El soldado se ríe de forma histérica.
—¿Quién le ha disparado? ¿He sido yo?
—Dame el arma, soldado.
Ruiz le quita la M4 de las manos, apoya la culata contra el hombro y hace tres disparos seguidos con rapidez. Al final del pasillo, tres figuras caen abatidas.
—Aún podré convertirte en un buen soldado, Williams —lo felicita Ruiz, devolviéndole la carabina y recogiendo su escopeta.
—A la orden, sargento —dice Williams, que suelta una larga bocanada de aire—. A la orden.
Se oye una voz familiar desde la esquina.
—¿Estáis todos bien, tíos?
—¡Cállate y conserva la posición, McLeod! —le grita Ruiz.
—Sargento, mire, un fusil —dice Hicks, que avanza unos pasos y recoge el arma del suelo—. Es una M4.
Hicks se pelea con el cerrojo del arma y resopla.
—Está encasquillada —añade.
El sargento asiente.

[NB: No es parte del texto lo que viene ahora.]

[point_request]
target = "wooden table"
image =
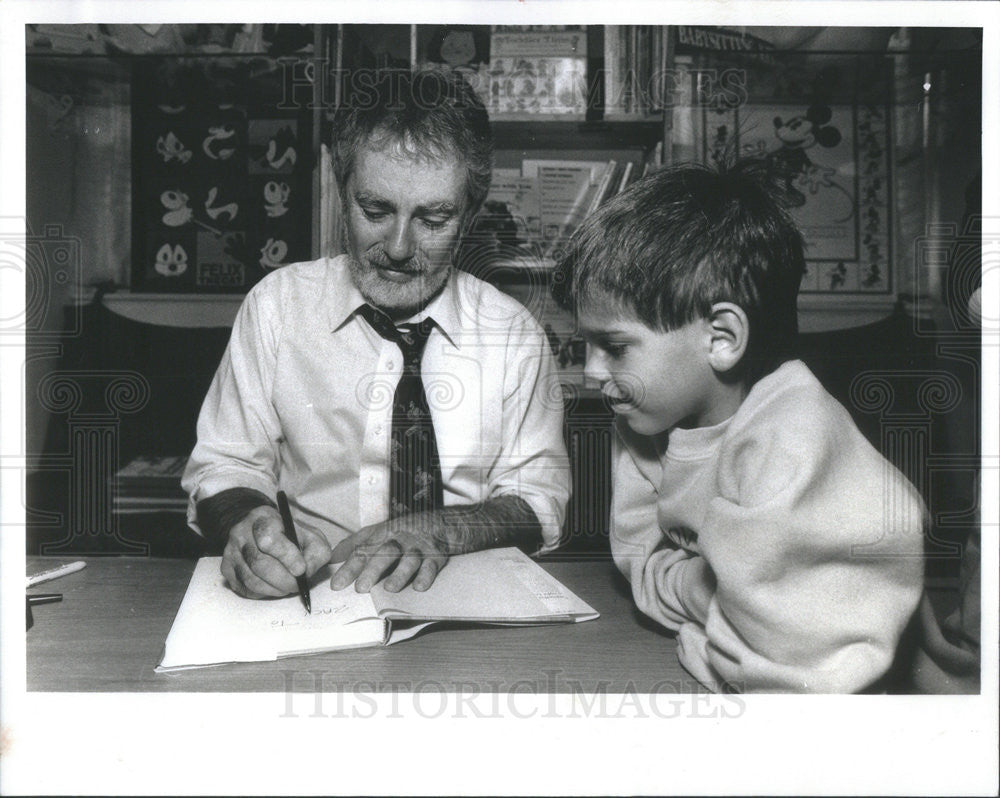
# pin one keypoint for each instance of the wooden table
(107, 636)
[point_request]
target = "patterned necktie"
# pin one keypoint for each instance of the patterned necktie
(414, 465)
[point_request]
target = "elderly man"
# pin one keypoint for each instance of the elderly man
(409, 410)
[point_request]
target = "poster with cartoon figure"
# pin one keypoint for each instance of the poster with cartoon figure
(826, 141)
(221, 195)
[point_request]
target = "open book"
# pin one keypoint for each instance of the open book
(497, 586)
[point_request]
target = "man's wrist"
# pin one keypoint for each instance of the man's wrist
(501, 521)
(219, 513)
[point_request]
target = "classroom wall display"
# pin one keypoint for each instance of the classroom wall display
(222, 173)
(821, 123)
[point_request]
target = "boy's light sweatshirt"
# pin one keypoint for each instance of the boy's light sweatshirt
(781, 546)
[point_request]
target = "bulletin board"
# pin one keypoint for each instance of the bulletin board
(222, 171)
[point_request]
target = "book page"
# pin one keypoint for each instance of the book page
(492, 586)
(215, 625)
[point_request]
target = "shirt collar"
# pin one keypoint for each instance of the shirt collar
(342, 299)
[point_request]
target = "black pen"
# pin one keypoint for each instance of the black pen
(43, 598)
(286, 519)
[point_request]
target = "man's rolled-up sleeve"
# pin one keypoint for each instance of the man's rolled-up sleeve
(238, 428)
(533, 464)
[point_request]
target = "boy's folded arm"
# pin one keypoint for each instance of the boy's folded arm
(817, 574)
(671, 585)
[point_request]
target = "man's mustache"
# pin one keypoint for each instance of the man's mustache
(379, 259)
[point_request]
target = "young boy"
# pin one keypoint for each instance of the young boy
(749, 513)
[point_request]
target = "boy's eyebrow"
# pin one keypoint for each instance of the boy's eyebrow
(600, 332)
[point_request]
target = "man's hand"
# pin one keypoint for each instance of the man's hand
(410, 543)
(260, 562)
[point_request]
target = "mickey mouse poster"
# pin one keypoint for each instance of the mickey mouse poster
(824, 131)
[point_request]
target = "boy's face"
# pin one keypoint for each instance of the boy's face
(654, 380)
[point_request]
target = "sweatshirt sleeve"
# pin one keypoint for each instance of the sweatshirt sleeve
(670, 584)
(816, 542)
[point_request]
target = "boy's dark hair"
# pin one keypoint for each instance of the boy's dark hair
(686, 237)
(429, 112)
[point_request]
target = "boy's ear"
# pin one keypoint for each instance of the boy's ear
(730, 334)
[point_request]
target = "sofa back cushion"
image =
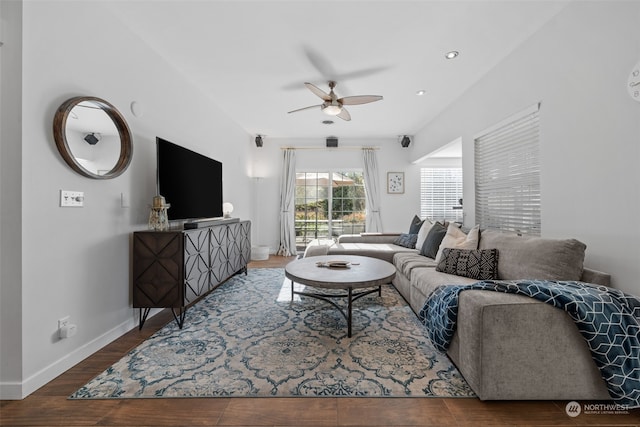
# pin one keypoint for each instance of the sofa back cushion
(530, 257)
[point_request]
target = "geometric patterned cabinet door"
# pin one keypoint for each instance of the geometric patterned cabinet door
(174, 269)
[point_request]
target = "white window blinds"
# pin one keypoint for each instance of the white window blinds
(440, 193)
(507, 175)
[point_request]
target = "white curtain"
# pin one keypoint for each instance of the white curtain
(372, 187)
(287, 204)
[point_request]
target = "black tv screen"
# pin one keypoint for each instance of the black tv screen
(190, 182)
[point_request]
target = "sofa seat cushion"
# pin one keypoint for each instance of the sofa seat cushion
(530, 257)
(384, 251)
(405, 262)
(426, 280)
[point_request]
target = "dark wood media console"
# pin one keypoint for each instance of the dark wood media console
(174, 269)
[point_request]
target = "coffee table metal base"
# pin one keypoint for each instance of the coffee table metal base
(350, 295)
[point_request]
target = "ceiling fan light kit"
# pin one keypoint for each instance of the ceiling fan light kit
(334, 106)
(405, 141)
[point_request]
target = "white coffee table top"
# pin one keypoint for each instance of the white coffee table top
(363, 272)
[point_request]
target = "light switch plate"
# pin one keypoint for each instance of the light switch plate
(71, 198)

Temía que en algún momento iban a encontrar los restos del primer pelotón.
—Hay un rastro de sangre. ¿Lo ve?
El rastro de sangre se mete por debajo de la puerta de uno de los despachos de administración. Los equipos se colocan en posición con rapidez, preparados para entrar. Ruiz echa una ojeada por el ventanuco que hay en la parte superior de la puerta, que también está salpicado de sangre. El interior del despacho está limpio y bien iluminado, pero por lo demás parece estar vacío.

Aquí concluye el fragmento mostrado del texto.